En commençant par le plus récente, l'augmentation de capital de la banque
KBC (ultra-flamande et fière de l'être - CD&V, Boerendond etc…)… par l'Etat belge, c'est-à-dire également par les Wallons. Grâce à la recapitalisation d'Ethias on avait compris que le
principe de péréquation 64/40 (60 % des investissements en faveur de la Flandre évidemment…) qui est la règle (de solidarité… à la belge) ne joue pas dans tous les cas, voilà qui est confirmé.
L'état belgo flamand vient au secours d'une banque flamande avec notre argent. Finançant ainsi une institution qui a pris fait et cause pour, si pas l'indépendance de la Flandre, au moins sa plus
grande autonomie. La KBC est au service de la Flandre uniquement, son pendant CBC n'ayant pour seul objectif que de pomper une partie de l'épargne wallonne.
Et pourtant, la KBC ne souffre d'aucun problème de solvabilité,
puisqu'elle possède des fonds propres bien au-delà des exigences réglementaires, ni d'aucun problème de liquidité. Il y a simplement un problème de confiance en Bourse comme en témoigne
l'agence de notation Fitch Ratings qui a placé vendredi le rating à long terme de KBC sous surveillance négative (AA-). L'agence de notation a également rétrogradé le
rating individuel de l'activité bancaire à 'B/C contre 'B', précédemment. La bonne gouvernance flamande étant ce qu'elle est, je ne serais pas vraiment étonné qu'on
découvre encore plusieurs milliards de produits pourris
que la KBC n'a pas encore passé en pertes et profits et pertes. Fitch se basant sur des faits pour émettre ses avis. Rien d'inquiétant, mais fallait-il céder à cette pression des milieux financiers
déboussolés et en pleine panique irrationnelle ? Non, sauf à faire un somptueux cadeau à la banque flamande pour la sortir de la tourmente des marchés. L'Etat belge et plus particulièrement les
ministres wallons et francophones (Voir Bernard Clerfayt du FDF (!) apporter son assistance à une institution flamingante dans ses actions et son fonctionnent est assez cocasse) n'auront
" le
droit d'approbation pour un certain nombre de décisions" et en contrepartie "KBC émettra à l'intention de l'Etat belge pour 3,5 milliards d'euros de titres non
transférables et sans droit de vote".
Difficile de dire ce que le Gouvernement va faire de ce cadeau. S'il
reste simplement dans le capital, on peut en tirer une analyse politique intéressante : Après avoir vendu ou adossé les banques "nationales" que sont Fortis ou Dexia, le fait de ne pas avoir la
même attitude envers KBC montrerait qu'après avoir consacré la frontière qui avait pour but de protéger l'homogénéité linguistique des régions, on constate que celle-ci s'étend maintenant au
domaine de l'épargne. Et évidemment au bénéfice de la Flandre…
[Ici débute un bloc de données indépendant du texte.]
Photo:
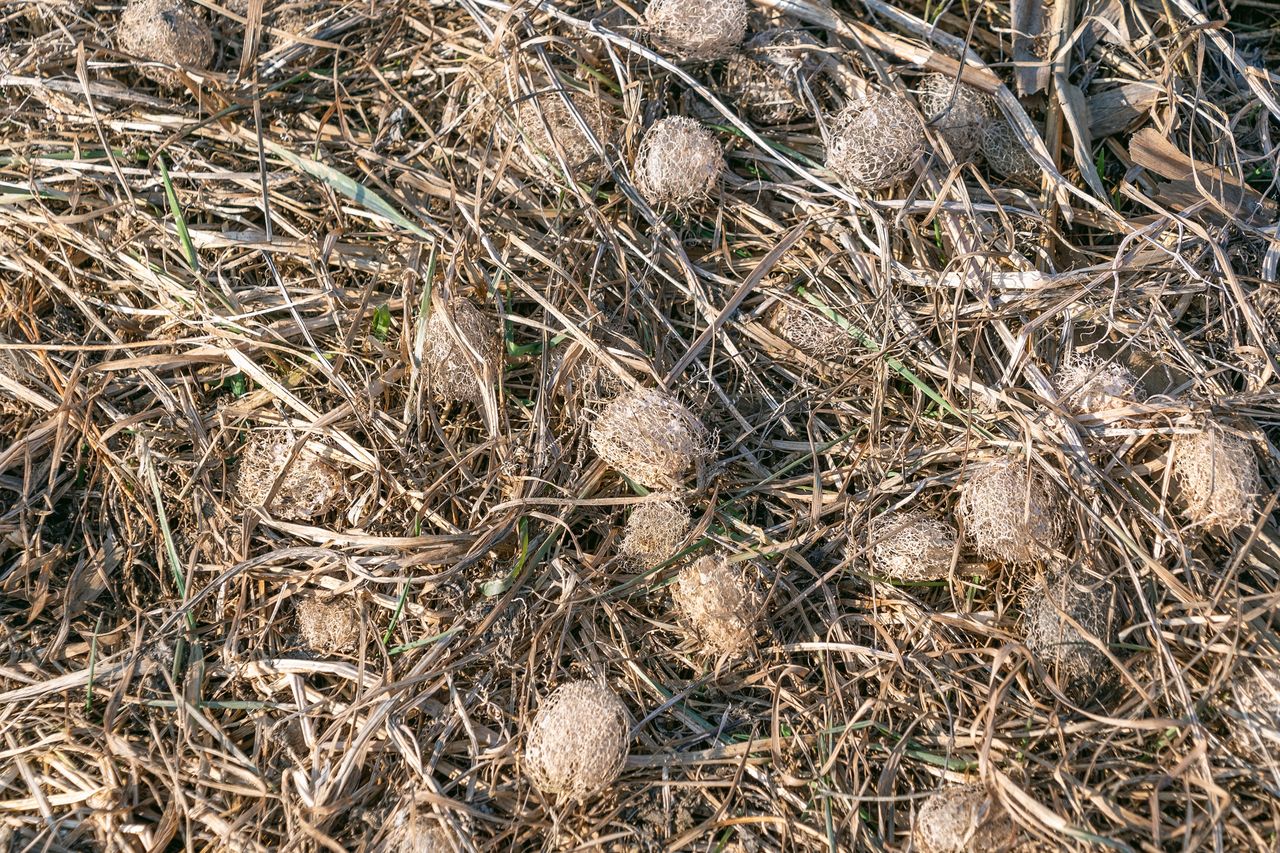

L'asbl " www.vivwal.be " réagit aux pertes d'emploi en Flandre en écrivant, à juste titre, que "lorsque des travailleurs se retrouvent au
chômage, en quelque endroit que ce soit dans le monde, c’est toujours un drame social pour les familles. Si, aujourd’hui, la Flandre subit des coups durs en matière d’emploi, cela ne peut réjouir
personne. Par contre, - précisent-ils - cela pourrait peut-être inciter quelques personnages politiques flamands à opérer une courbe rentrante dans leurs discours". Ils lancent une pique à
Rudy Aernoudt, ce politicien tribunicien, lui signalant "qu'il est fort possible que l’on ait besoin de ses précieux services là d’où il vient. On ne voudrait pas priver nos amis flamands d’une
pareille compétence, d’un pareil preux chevalier hardiment lancé à l’offensive contre les chômeurs, ces paresseux qui déshonorent l’essor triomphant de la richesse économique flamande". Bien vu
!
Ceci dit, gageons que pour beaucoup, en Flandre, ce seront les Wallons
qui seront les responsables de ces pertes d'emploi. Nous devrions en avoir la confirmation dans leur presse dans quelques jours.
La crise peut être une occasion de remettre en cause, chez-nous, un
certain nombre de croyances. Et provoquer un réveil du Mouvement wallon qui pourrait prendre l'initiative de notre libération.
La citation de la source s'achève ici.